The idea of “letting go” is present in most religions, philosophies, spiritual activities, mental and physical disciplines, and stories from galaxies far, far away. It can be expressed as “dying to self,” “slipping away into water,” “doing not trying,” and many other phrases that can come off to me as somewhat naive and trite in a hostile and imposing world. But, that doesn’t make them wrong. Trading one form of suffering for another doesn’t sound like a winning formula, unless perhaps it’s truly helping someone else. It doesn’t work out that way very often.
The opposite of letting go is to hold on. On an emotional level, it makes sense to hold on to things that provide comfort, like a security blanket. On a logical level, it’s idiotic, since nothing will last forever. I tend to prefer not being an idiot.
I’m making good progress in this area, but it’s not yet complete. It never will be complete for anyone, and I need to let go of worrying about my progress! I will be the fool who makes a progress chart about how well I’m doing “letting go” of my worrying about my progress! Really, I just was imaging doing that. Yeah, I’m not quite there yet.

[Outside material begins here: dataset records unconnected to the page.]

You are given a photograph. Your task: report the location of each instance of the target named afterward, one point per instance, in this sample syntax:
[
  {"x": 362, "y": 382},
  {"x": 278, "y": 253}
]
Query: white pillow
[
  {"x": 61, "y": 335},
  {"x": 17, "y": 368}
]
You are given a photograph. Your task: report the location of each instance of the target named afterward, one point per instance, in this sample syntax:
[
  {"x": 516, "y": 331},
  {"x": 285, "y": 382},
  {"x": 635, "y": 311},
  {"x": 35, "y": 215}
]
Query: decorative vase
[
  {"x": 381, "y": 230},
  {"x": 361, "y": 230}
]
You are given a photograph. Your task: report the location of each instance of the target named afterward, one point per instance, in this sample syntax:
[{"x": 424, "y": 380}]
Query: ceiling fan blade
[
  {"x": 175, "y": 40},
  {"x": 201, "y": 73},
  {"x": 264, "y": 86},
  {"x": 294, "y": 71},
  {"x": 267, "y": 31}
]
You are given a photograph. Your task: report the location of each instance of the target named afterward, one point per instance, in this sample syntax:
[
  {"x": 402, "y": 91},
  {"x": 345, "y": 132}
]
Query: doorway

I don’t think I can consciously be aware of when I’m successful anyway. It’s only when I fail that I know, and I am learning to readjust my focus on positive activities and thoughts. I have an excellent partner who is now helping with that. It won’t be a perfect progression. I can get thrown off quickly and unexpectedly, often by other people. But, I am learning to defend myself from this as well, namely through understanding the boundaries I have to set with them, no matter how much they don’t like them, especially during the holidays.
You can’t literally hold on to the past, so it ultimately becomes a matter of how much do you want to pretend it’s still there while ignoring what’s right in front of you.